Os acadêmicos já experimentam uma das modificação na disciplina de Propedêutica, com o professor Nelson Marcelino. É o método de ensino baseado na solução de problemas. Ao invés de apresentar toda uma teoria em primeiro lugar, estamos propondo um problema e os alunos devem pesquisar as possíveis soluções. Na realidade, este é o método usado pelos médicos no dia-a-dia dos consultórios, explica Marcelino.

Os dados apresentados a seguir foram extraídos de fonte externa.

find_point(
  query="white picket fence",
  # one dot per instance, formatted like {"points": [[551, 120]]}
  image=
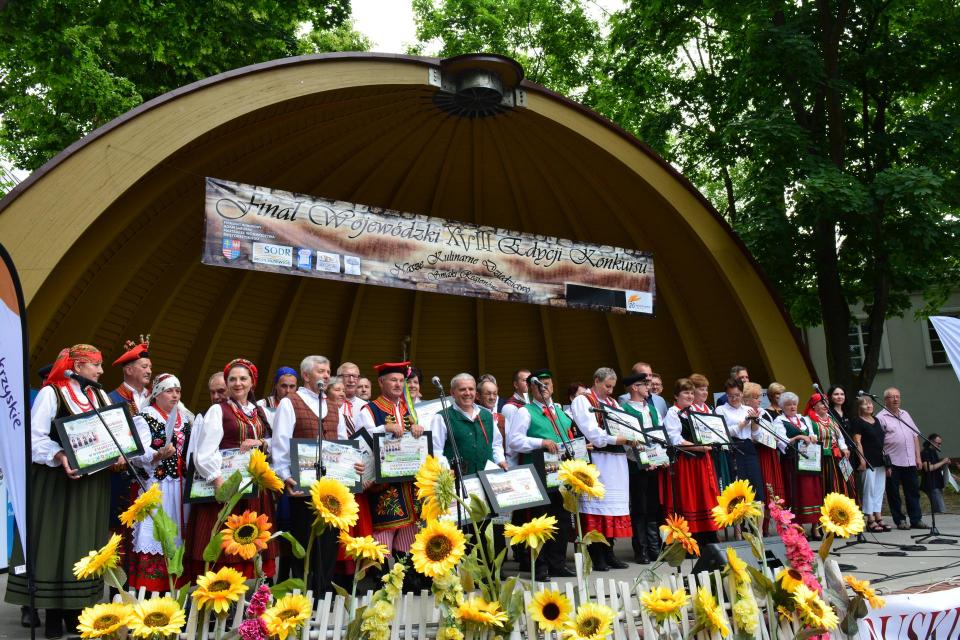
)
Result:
{"points": [[417, 616]]}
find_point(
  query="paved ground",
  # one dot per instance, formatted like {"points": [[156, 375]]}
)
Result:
{"points": [[938, 564]]}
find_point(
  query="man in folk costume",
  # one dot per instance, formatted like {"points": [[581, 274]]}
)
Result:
{"points": [[69, 512], [304, 414], [542, 426], [393, 507], [645, 480], [609, 515], [477, 438], [137, 369]]}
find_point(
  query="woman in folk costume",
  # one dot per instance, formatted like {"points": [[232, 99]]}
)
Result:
{"points": [[692, 491], [233, 423], [609, 515], [70, 512], [803, 488], [834, 449], [393, 508], [769, 457], [164, 430]]}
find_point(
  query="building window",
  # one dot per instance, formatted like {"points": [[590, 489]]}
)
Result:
{"points": [[936, 354], [857, 340]]}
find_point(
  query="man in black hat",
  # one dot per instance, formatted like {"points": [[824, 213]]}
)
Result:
{"points": [[540, 425]]}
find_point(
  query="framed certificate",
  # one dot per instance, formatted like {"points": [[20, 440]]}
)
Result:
{"points": [[365, 444], [199, 490], [471, 487], [548, 464], [518, 488], [709, 428], [808, 457], [87, 444], [399, 459], [339, 458]]}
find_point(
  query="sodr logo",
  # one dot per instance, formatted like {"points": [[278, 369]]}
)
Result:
{"points": [[273, 254]]}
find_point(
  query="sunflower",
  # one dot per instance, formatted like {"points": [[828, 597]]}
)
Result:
{"points": [[663, 604], [550, 609], [102, 620], [582, 477], [478, 611], [435, 488], [96, 562], [333, 504], [789, 579], [286, 616], [840, 515], [437, 548], [142, 507], [708, 613], [533, 533], [157, 617], [219, 589], [863, 589], [738, 568], [363, 548], [814, 611], [677, 530], [261, 472], [245, 535], [592, 622], [736, 502]]}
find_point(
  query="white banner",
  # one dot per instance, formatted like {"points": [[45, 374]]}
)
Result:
{"points": [[915, 616], [13, 401]]}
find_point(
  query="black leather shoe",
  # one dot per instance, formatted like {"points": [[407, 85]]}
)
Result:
{"points": [[27, 620], [563, 571]]}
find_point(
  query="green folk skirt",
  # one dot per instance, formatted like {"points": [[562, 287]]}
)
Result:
{"points": [[69, 519]]}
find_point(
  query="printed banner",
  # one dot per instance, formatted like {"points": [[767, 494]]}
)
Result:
{"points": [[262, 229], [933, 615]]}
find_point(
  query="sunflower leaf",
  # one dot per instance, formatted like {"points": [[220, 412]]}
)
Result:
{"points": [[570, 501], [595, 536], [295, 545], [283, 588], [212, 551], [229, 488]]}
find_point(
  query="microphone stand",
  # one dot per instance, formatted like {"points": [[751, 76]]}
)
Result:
{"points": [[457, 462], [934, 532]]}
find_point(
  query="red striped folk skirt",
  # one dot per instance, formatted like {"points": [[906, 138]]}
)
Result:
{"points": [[610, 526], [203, 517], [772, 471], [804, 493], [697, 491]]}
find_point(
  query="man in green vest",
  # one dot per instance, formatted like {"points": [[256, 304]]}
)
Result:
{"points": [[477, 437], [645, 481], [541, 425]]}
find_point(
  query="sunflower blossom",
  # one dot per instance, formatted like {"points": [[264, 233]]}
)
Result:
{"points": [[94, 564], [533, 533], [708, 613], [142, 507], [550, 609], [663, 604], [582, 477], [841, 516]]}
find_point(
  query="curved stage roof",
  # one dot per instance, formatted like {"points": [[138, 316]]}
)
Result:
{"points": [[107, 236]]}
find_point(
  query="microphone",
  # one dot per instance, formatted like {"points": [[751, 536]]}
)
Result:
{"points": [[82, 381]]}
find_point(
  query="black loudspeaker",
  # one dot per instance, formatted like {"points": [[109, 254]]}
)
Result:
{"points": [[714, 555]]}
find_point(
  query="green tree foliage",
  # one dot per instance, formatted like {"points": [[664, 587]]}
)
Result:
{"points": [[69, 66], [557, 43]]}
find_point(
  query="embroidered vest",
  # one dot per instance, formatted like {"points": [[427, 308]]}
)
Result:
{"points": [[474, 439]]}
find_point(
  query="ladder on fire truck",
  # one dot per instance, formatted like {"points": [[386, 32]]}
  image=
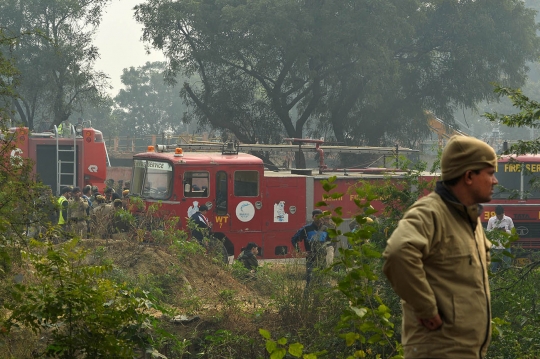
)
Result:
{"points": [[63, 166], [298, 145]]}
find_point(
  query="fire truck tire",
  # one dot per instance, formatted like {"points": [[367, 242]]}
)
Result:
{"points": [[217, 249]]}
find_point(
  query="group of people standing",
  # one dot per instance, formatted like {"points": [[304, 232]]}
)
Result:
{"points": [[87, 211]]}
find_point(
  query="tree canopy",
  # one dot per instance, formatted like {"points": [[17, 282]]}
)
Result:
{"points": [[56, 62], [363, 72], [147, 105]]}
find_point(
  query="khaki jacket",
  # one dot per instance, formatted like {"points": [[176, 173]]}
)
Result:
{"points": [[436, 261]]}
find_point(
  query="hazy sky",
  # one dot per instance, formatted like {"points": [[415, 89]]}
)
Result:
{"points": [[118, 40]]}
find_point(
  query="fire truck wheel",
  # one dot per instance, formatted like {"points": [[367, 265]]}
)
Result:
{"points": [[218, 250]]}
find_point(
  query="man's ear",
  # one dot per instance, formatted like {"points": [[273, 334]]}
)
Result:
{"points": [[468, 176]]}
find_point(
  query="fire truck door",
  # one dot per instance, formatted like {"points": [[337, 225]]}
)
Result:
{"points": [[221, 211]]}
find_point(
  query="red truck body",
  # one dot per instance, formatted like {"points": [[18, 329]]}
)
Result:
{"points": [[246, 203], [77, 161]]}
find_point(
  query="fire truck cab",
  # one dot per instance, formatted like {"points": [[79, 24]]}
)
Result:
{"points": [[246, 203], [518, 193]]}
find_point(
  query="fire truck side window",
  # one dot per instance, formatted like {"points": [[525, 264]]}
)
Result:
{"points": [[246, 183], [196, 184], [221, 193]]}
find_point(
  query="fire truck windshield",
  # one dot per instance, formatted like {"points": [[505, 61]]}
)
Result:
{"points": [[151, 179], [517, 182]]}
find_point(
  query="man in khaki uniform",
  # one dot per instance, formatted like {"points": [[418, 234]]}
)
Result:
{"points": [[437, 259], [78, 213]]}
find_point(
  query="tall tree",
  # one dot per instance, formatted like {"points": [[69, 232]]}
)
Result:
{"points": [[148, 105], [9, 75], [339, 63], [56, 65]]}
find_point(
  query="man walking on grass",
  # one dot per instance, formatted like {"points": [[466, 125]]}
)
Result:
{"points": [[437, 259]]}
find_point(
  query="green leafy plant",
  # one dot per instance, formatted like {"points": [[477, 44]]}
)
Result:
{"points": [[80, 311]]}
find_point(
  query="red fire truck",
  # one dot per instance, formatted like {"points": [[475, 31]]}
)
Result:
{"points": [[519, 197], [246, 203], [76, 160]]}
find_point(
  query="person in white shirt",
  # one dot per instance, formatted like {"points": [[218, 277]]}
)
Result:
{"points": [[504, 223]]}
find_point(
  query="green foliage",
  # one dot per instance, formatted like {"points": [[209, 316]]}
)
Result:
{"points": [[279, 349], [147, 105], [55, 57], [365, 323], [80, 311], [334, 68], [527, 116]]}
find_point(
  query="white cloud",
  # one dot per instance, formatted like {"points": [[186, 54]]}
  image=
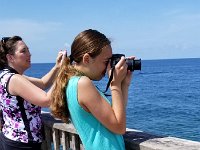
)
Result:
{"points": [[29, 29]]}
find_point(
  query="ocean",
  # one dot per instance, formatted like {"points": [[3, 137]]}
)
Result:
{"points": [[164, 97]]}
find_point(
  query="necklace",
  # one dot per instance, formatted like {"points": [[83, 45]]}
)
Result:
{"points": [[79, 72]]}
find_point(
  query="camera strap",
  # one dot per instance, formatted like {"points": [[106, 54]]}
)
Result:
{"points": [[110, 79]]}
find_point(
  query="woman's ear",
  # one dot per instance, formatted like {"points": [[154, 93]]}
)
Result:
{"points": [[86, 58], [9, 58]]}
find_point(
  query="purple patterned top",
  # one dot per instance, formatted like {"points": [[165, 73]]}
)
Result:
{"points": [[18, 126]]}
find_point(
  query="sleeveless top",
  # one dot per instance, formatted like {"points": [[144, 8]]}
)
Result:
{"points": [[93, 134], [21, 119]]}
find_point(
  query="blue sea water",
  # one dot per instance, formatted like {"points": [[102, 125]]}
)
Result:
{"points": [[164, 97]]}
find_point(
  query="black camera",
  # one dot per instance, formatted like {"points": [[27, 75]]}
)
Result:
{"points": [[133, 64]]}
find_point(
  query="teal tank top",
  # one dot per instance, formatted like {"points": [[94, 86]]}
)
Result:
{"points": [[93, 134]]}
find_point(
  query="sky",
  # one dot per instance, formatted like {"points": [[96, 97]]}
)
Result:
{"points": [[147, 29]]}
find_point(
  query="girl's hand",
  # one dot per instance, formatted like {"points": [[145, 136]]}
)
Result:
{"points": [[119, 72]]}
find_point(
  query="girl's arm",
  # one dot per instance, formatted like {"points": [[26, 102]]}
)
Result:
{"points": [[112, 117]]}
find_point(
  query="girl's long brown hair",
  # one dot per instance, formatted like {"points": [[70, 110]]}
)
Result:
{"points": [[89, 41]]}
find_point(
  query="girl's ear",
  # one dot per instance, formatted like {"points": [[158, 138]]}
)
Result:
{"points": [[86, 58], [9, 58]]}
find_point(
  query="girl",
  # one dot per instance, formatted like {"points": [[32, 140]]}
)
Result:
{"points": [[99, 123]]}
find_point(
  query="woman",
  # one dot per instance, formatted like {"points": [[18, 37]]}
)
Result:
{"points": [[21, 97], [99, 124]]}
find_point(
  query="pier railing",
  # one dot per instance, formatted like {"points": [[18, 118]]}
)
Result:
{"points": [[62, 136]]}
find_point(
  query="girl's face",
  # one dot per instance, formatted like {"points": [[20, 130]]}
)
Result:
{"points": [[99, 64], [21, 59]]}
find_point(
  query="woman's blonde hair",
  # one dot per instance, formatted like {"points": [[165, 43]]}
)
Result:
{"points": [[89, 41]]}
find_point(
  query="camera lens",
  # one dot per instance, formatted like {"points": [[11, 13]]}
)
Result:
{"points": [[133, 64]]}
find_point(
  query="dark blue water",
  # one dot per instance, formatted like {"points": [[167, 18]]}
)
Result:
{"points": [[164, 97]]}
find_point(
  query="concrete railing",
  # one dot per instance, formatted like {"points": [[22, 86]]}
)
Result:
{"points": [[59, 135]]}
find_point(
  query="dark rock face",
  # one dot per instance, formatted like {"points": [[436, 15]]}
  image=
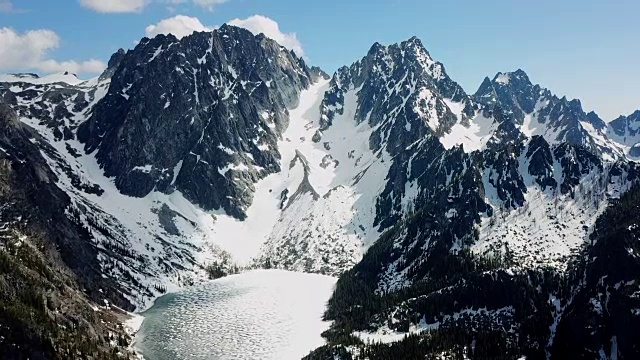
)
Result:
{"points": [[201, 115], [423, 270], [626, 126], [403, 94], [561, 118]]}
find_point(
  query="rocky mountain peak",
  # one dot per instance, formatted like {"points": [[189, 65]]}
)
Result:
{"points": [[210, 108]]}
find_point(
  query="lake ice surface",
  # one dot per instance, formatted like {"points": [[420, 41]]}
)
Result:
{"points": [[262, 314]]}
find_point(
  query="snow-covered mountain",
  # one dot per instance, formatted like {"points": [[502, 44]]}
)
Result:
{"points": [[224, 148]]}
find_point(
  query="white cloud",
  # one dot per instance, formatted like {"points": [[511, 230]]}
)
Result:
{"points": [[261, 24], [208, 4], [6, 6], [30, 50], [180, 26], [115, 6]]}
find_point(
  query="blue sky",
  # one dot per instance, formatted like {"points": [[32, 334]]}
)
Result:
{"points": [[583, 49]]}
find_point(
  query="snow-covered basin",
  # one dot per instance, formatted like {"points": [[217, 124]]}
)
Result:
{"points": [[261, 314]]}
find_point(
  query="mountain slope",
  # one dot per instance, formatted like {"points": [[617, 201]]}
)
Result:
{"points": [[507, 212], [49, 284]]}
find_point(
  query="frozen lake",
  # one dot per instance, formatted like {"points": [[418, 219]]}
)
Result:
{"points": [[262, 314]]}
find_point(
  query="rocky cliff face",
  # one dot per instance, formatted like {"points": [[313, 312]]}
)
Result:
{"points": [[199, 115], [49, 282]]}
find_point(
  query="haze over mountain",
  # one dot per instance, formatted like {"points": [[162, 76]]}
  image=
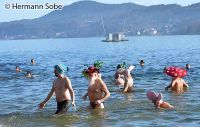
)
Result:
{"points": [[83, 19]]}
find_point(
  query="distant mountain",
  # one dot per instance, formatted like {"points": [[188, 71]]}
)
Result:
{"points": [[83, 19]]}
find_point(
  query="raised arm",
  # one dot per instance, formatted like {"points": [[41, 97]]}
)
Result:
{"points": [[51, 92], [71, 91]]}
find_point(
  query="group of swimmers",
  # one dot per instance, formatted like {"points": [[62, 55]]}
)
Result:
{"points": [[98, 92]]}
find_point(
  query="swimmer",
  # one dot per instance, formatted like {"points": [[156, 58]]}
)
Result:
{"points": [[29, 74], [156, 98], [119, 77], [62, 89], [187, 66], [142, 62], [177, 83], [97, 89], [17, 69], [32, 61]]}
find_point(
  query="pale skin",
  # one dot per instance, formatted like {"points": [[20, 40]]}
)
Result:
{"points": [[177, 85], [62, 89], [97, 91], [119, 79], [128, 80]]}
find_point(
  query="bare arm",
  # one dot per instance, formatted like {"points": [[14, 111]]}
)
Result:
{"points": [[184, 83], [71, 91], [170, 85], [104, 89], [85, 96], [125, 85], [51, 92]]}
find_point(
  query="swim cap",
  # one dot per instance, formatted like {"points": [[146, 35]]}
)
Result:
{"points": [[61, 68]]}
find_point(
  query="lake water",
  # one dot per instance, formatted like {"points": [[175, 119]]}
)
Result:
{"points": [[19, 96]]}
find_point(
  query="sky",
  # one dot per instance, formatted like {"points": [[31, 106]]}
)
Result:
{"points": [[11, 13]]}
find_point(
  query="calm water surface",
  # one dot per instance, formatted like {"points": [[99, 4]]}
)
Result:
{"points": [[20, 96]]}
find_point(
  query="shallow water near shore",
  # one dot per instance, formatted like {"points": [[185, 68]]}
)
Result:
{"points": [[19, 96]]}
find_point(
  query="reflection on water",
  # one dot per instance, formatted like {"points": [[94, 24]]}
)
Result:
{"points": [[19, 96]]}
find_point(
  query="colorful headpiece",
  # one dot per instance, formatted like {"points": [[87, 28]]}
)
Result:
{"points": [[61, 68]]}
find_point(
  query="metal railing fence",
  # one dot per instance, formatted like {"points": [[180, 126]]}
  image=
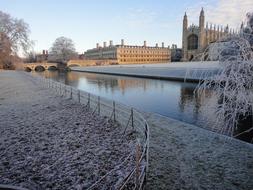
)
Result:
{"points": [[131, 121]]}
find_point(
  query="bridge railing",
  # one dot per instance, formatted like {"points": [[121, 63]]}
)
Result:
{"points": [[130, 120]]}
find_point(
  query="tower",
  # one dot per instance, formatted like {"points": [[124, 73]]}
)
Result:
{"points": [[184, 37], [201, 30]]}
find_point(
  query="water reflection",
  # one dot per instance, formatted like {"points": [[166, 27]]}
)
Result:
{"points": [[169, 98]]}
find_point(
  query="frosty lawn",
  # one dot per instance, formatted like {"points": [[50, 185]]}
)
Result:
{"points": [[47, 141]]}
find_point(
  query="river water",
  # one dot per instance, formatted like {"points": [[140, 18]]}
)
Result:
{"points": [[168, 98]]}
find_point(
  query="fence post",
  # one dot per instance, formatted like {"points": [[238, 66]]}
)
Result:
{"points": [[114, 116], [98, 105], [79, 96], [137, 157], [132, 117], [89, 100]]}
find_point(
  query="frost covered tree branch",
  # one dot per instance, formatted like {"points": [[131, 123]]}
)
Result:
{"points": [[233, 86]]}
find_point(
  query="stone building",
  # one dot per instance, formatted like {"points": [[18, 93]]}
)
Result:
{"points": [[129, 54], [176, 53], [195, 39]]}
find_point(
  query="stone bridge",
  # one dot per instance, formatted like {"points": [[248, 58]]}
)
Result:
{"points": [[39, 66], [85, 63]]}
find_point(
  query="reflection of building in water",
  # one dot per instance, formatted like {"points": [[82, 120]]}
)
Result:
{"points": [[127, 54], [197, 38], [127, 84], [188, 98]]}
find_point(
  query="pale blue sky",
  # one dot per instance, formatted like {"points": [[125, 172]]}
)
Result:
{"points": [[87, 22]]}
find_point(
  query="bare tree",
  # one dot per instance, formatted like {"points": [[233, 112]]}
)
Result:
{"points": [[14, 37], [63, 50], [233, 85]]}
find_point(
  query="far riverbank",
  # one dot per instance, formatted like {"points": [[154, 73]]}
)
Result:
{"points": [[177, 71]]}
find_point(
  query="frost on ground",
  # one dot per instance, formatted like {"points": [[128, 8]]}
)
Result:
{"points": [[186, 157], [50, 142]]}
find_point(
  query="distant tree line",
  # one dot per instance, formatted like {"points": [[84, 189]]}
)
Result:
{"points": [[14, 38]]}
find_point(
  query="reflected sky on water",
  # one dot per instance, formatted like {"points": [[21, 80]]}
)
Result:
{"points": [[169, 98]]}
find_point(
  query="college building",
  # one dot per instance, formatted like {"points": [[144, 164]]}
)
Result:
{"points": [[196, 39], [129, 54]]}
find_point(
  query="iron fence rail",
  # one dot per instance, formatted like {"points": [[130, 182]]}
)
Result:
{"points": [[131, 121]]}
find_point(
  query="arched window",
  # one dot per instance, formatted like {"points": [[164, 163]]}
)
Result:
{"points": [[192, 42]]}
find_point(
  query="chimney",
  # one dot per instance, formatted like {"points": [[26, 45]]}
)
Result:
{"points": [[111, 44]]}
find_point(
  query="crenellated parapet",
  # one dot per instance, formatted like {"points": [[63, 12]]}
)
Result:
{"points": [[195, 38]]}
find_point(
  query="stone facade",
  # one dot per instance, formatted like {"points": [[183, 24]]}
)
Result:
{"points": [[195, 39], [128, 54]]}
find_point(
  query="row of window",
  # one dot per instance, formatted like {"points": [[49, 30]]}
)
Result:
{"points": [[143, 51], [142, 60], [144, 55]]}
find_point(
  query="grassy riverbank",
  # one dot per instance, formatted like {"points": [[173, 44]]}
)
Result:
{"points": [[48, 141]]}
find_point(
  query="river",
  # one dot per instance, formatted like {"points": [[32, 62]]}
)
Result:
{"points": [[168, 98]]}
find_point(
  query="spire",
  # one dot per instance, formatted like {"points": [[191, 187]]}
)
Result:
{"points": [[242, 25], [202, 12]]}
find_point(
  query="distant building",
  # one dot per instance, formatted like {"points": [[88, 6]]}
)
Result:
{"points": [[42, 57], [176, 53], [128, 54], [197, 38]]}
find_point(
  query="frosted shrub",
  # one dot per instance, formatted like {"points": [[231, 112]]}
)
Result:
{"points": [[233, 87]]}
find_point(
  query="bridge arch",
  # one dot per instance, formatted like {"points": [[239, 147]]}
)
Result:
{"points": [[28, 69], [52, 68], [74, 65], [39, 68]]}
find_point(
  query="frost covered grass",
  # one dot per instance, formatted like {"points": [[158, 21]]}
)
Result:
{"points": [[47, 141]]}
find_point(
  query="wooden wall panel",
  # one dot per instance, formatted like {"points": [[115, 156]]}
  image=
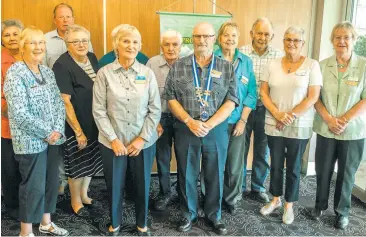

O especialista canadense em ensino de Medicina David Kaufman esteve ontem na PUC apresentando os novos métodos mundiais. As últimas novidades dizem respeito à utilização de tecnologias sofisticadas, como a tele-medicina.
Os paciente não precisam mais se deslocar para as grandes cidades. Os médicos auxiliam os colegas do interior na pesquisa do diagnóstico e na difusão de novos métodos de tratamento, disse Kaufman. Desta forma, os pacientes que vivem longe dos grandes centros urbanos têm chances de receber orientação de um especialista, que ficaria impossibilitado de viajar para todas as localidades e discutir os casos com vários médicos. Este método ainda está em estudo para ser aplicado no Hospital Cajuru, da PUC.
Duas disciplinas devem ser integradas ao currículo: informática médica e técnica operatória e cirurgia. Os acadêmicos poderão praticar cirurgias em animais como se estivessem num centro cirúrgico de seres humanos. Hoje, não existe esta prática. Os acadêmicos começam assistindo, para só depois acompanhar um cirurgião, diz o diretor da faculdade de Medicina da PUC, Alberto Accioly Veiga.
O laboratório de habilidades consiste em usar técnicas com pacientes treinados para simular problemas de saúde. Outra utilidade é o aprendizado com bonecos para desenvolver habilidades de tato, como toque retal, vaginal e de próstata. Os pacientes também desenvolvem técnicas de diálogo com os pacientes treinados e podem ser avaliados de maneira mais precisa, confirma o professor de Clínica Méidica, Miguel Carlos Riella.